With all the internet publishing, poets still need to have a book in their hands. It is tangible like a business card, something that you can show others and at times, make a few bucks. It’s not the money, but the feeling that you have received appreciation and recognition. The bottom line is, we want to share our art.
There are still poets who want nothing to do with the internet. They believe in books. They believe in turning the pages with their hands. They believe in carrying the weight on their shoulders. It is not a burden but pleasure.

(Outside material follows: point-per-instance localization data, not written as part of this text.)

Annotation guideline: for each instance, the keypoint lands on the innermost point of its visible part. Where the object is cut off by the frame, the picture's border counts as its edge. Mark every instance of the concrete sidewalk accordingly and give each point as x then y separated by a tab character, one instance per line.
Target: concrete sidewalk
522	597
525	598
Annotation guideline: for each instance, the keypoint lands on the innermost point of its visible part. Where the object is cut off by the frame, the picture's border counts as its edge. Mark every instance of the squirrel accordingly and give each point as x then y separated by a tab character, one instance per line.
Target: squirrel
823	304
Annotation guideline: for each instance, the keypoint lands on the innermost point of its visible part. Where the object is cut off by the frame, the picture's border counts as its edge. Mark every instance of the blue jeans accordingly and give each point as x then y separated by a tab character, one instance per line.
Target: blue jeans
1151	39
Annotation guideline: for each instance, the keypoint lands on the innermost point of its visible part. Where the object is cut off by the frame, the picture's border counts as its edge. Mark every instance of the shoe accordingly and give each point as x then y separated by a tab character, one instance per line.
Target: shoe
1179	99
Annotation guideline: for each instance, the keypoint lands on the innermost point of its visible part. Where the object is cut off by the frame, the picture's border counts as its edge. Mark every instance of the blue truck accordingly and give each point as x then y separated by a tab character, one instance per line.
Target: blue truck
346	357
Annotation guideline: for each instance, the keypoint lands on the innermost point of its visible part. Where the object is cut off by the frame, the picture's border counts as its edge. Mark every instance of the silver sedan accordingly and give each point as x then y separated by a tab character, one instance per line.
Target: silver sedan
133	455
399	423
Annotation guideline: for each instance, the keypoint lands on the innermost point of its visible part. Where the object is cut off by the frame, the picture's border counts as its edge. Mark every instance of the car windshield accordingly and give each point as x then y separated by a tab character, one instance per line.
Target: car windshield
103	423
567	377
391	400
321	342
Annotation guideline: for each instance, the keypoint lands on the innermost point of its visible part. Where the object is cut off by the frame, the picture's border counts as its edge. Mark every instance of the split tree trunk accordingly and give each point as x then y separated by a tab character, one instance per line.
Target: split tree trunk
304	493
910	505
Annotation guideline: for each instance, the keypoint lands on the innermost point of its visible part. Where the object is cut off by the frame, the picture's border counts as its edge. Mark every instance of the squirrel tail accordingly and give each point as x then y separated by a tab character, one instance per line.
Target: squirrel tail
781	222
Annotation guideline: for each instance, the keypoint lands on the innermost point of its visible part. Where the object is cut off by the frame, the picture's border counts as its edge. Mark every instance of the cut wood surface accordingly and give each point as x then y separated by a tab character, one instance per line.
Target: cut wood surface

You are thinking–as the illustration indicates–of a single person with a single book: the individual reading. But that’s a somewhat idealized image. What happens if you multiply the books? There are certain subjects I have researched, and research involved my going to the library to hunt out various books, some of which were useful, others not. I have exited the library with a pile of books which, I assure you, was no pleasure to carry. As a research tool, the internet is vaster (more up to date, more wide-ranging) than the Encyclopedia Britannica. It is better than a thesaurus, a superb dictionary that includes etymologies. A person reading a single book–a novel, a book of poems, etc.–in a chair is in a way a vacation from reading: a vacation from reading as an adventure of ideas; the reader as the intersection point of a multiplicity of minds. The internet recognizes this aspect of reading and allows us to explore it. That it seems to me is its great value. Of course we will need books. There are things you can’t find on the internet which you can find in books–just as there are things you can’t find in books that you can find on the internet. The image of the single person with the single book–whose pages can be touched and turned–has its charm, but we should remember that that image also represents a retreat from the deepest aspects of reading.